Anyone who’s seen We Are Scientists live will tell you that their show is – for lack of better phrase – a real romp. It’s usually two parts musical act, one part comedy schtick, and one and half parts IDGAF attitude that creates the perfection combination of charm. Keith Murray and Chris Cain have always given off the air that WAS is something fun, a side project that alludes to something everyone slapped together in a garage to blow off some steam and chill with some dudes. The guys are funny, joke around, and are otherwise aloof to what’s happening musically or practically outside the walls of the venue during showtime. This attitude has attracted a disproportionately high male fanbase compared to other indie rock tribes, and a comfort level of performance that has them fit like a glove in any Brooklyn venue on a weekday night.

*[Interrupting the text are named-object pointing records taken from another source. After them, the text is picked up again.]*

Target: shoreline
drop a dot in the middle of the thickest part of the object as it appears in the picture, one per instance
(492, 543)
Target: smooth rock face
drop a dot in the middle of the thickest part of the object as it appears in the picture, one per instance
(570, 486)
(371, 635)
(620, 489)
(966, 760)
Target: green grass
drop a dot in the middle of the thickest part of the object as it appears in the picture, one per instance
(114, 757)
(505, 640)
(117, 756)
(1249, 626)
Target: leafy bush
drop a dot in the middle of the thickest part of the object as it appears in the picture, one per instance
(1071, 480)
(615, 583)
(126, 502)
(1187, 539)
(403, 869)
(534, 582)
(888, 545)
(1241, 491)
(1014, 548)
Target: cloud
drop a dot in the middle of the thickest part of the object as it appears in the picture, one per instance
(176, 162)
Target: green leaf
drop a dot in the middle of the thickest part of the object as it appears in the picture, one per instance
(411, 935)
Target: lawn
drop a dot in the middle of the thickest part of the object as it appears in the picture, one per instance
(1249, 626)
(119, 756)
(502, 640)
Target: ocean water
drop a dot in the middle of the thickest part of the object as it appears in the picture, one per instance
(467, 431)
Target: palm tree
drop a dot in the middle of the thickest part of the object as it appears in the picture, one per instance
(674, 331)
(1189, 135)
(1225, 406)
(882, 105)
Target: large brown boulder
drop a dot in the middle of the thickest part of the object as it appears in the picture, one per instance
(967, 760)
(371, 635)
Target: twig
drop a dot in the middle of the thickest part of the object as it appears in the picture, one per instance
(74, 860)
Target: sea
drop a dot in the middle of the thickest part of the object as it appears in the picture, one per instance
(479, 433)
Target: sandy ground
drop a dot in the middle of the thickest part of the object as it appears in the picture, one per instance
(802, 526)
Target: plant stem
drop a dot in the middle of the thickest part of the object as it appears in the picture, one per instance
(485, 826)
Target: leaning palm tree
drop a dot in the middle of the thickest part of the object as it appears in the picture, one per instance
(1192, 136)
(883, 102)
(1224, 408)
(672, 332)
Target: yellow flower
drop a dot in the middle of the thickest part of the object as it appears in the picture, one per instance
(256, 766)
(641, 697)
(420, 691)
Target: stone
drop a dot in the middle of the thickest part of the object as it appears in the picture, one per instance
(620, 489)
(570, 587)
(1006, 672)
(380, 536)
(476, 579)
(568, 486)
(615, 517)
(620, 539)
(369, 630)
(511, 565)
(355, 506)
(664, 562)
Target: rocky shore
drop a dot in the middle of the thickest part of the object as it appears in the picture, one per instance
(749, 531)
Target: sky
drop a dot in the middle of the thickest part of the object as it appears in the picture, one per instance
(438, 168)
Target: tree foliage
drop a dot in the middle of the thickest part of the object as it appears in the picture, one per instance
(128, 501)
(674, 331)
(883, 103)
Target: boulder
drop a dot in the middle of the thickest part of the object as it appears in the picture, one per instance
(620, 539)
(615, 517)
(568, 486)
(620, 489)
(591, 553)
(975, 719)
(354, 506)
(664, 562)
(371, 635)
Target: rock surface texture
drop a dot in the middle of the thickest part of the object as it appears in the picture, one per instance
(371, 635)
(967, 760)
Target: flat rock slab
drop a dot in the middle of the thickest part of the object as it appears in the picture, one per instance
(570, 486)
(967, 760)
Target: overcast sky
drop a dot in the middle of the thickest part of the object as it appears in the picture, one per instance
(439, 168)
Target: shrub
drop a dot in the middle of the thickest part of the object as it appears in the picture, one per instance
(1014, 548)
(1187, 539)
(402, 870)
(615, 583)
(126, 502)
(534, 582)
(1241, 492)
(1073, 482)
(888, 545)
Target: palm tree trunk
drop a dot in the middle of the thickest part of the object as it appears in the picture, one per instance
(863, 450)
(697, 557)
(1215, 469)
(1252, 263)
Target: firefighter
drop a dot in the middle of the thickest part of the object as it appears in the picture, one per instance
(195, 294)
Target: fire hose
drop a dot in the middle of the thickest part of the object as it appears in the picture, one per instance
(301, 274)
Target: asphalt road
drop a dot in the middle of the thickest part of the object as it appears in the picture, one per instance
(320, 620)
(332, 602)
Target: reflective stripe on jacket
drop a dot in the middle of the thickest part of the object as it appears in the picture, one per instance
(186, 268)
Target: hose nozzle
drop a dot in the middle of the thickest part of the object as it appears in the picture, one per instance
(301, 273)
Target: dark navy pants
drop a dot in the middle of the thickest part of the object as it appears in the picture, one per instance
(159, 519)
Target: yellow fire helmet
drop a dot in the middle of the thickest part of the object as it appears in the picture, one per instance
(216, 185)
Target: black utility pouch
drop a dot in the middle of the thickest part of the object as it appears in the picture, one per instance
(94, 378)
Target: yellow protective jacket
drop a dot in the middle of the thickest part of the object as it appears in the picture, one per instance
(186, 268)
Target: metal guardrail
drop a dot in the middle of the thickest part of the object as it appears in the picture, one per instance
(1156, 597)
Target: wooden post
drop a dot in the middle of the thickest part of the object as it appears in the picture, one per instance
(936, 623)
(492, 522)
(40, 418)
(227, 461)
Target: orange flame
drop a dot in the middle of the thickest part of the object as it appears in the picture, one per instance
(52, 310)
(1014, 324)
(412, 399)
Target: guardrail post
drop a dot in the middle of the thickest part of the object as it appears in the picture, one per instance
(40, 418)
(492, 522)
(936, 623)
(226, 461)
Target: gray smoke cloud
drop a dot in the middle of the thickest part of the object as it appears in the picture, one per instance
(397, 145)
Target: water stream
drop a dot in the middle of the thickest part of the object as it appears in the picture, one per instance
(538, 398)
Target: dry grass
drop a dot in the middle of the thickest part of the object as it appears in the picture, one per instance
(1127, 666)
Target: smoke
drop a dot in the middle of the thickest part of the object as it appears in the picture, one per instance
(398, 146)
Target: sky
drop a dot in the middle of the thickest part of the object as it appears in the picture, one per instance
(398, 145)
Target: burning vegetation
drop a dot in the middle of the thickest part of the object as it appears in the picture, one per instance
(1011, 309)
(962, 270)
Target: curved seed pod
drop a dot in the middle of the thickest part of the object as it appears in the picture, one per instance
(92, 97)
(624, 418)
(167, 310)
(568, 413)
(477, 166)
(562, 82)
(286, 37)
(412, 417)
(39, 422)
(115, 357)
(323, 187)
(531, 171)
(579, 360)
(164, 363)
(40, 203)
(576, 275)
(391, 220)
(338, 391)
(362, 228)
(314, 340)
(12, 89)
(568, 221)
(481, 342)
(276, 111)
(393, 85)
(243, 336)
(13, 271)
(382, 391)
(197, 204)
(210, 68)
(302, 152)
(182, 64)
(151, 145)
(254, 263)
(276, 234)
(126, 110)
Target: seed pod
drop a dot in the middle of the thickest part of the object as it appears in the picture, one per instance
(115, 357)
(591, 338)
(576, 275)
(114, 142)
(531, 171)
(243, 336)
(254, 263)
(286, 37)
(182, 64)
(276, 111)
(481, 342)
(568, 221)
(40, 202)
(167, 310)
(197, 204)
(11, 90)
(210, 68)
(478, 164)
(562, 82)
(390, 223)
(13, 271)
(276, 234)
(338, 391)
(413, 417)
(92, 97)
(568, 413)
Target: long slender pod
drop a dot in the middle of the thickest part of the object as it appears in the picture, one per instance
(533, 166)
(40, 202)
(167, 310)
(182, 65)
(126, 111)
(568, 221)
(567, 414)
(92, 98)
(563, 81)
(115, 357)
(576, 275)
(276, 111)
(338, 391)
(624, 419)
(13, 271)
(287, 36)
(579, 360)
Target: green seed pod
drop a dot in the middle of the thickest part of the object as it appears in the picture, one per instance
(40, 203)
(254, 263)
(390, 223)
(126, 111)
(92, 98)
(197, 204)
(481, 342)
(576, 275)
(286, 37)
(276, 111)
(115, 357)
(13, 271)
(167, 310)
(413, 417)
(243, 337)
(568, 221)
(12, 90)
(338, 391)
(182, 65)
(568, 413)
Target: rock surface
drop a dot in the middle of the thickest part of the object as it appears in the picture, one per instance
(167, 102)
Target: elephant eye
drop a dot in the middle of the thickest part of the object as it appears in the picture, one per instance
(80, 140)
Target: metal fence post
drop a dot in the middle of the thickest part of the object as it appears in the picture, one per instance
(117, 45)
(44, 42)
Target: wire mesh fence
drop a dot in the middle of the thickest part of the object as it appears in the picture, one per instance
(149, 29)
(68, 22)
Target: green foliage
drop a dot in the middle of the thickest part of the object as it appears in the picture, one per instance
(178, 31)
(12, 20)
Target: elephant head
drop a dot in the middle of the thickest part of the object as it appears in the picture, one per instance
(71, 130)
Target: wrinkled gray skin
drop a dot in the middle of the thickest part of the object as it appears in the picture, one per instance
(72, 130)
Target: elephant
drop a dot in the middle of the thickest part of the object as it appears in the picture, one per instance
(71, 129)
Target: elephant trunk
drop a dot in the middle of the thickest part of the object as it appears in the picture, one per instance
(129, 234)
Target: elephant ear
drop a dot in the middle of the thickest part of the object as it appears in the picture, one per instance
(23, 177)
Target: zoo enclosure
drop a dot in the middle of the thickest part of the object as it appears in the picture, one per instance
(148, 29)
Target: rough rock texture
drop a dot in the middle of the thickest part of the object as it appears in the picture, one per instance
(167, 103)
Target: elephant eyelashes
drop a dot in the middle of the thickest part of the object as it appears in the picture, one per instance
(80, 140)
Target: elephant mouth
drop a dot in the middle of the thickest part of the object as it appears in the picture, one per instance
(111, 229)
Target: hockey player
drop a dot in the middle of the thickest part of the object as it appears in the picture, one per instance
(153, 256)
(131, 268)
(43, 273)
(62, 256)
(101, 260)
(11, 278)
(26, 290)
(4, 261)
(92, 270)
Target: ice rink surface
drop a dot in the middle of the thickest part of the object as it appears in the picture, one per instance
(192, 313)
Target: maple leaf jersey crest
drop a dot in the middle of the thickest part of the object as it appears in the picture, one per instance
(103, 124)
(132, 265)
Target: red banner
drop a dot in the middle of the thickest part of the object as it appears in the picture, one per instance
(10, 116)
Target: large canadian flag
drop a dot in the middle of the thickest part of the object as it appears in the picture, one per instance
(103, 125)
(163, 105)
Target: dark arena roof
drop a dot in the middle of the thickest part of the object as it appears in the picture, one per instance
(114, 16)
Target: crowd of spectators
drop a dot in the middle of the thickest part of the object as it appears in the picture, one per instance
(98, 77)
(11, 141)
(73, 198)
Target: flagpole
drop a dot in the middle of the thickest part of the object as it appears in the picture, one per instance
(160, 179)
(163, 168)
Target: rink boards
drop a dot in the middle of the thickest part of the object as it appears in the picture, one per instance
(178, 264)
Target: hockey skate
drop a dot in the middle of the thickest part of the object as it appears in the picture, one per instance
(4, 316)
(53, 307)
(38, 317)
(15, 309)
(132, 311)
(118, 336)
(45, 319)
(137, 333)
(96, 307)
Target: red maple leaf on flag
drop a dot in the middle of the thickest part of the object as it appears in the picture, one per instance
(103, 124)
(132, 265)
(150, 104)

But anyone who’s actually real fan of WAS know that all of that is just an act. It’s nothing but a farce. Even a surface-level lyrical listen to any of the band’s five studio album shows that this band has genuine heart, touchy-feely emotions, and enough harmonies to make a Beach Boy perk up his ears. Having this understanding of the band’s true selves in light of their performance selves gives every live show a wink-wink, nudge-nudge layer of meta-commentary. And in a strange way, that’s what makes their shows so fun. Yeah, they’re goofy and cracking jokes, and sometimes spend more time on the in-between song banter than playing their actual songs, but the band can’t help but expose themselves on songs like “Textbook,” “Make It Easy,” and “We Need A Word.” They’re the sensitive bros who aren’t too afraid to be sensitive, but they’re gonna crack two jokes for every heartfelt lyric just in case someone actually realizes that these guys genuinely care about their music and their performance. Somewhere along the way, WAS tricked us into thinking they were just two dudes who liked to jam on Saturday nights when they’re really a pair of hard-working musicians who’ve never quite received the comeuppance they deserved.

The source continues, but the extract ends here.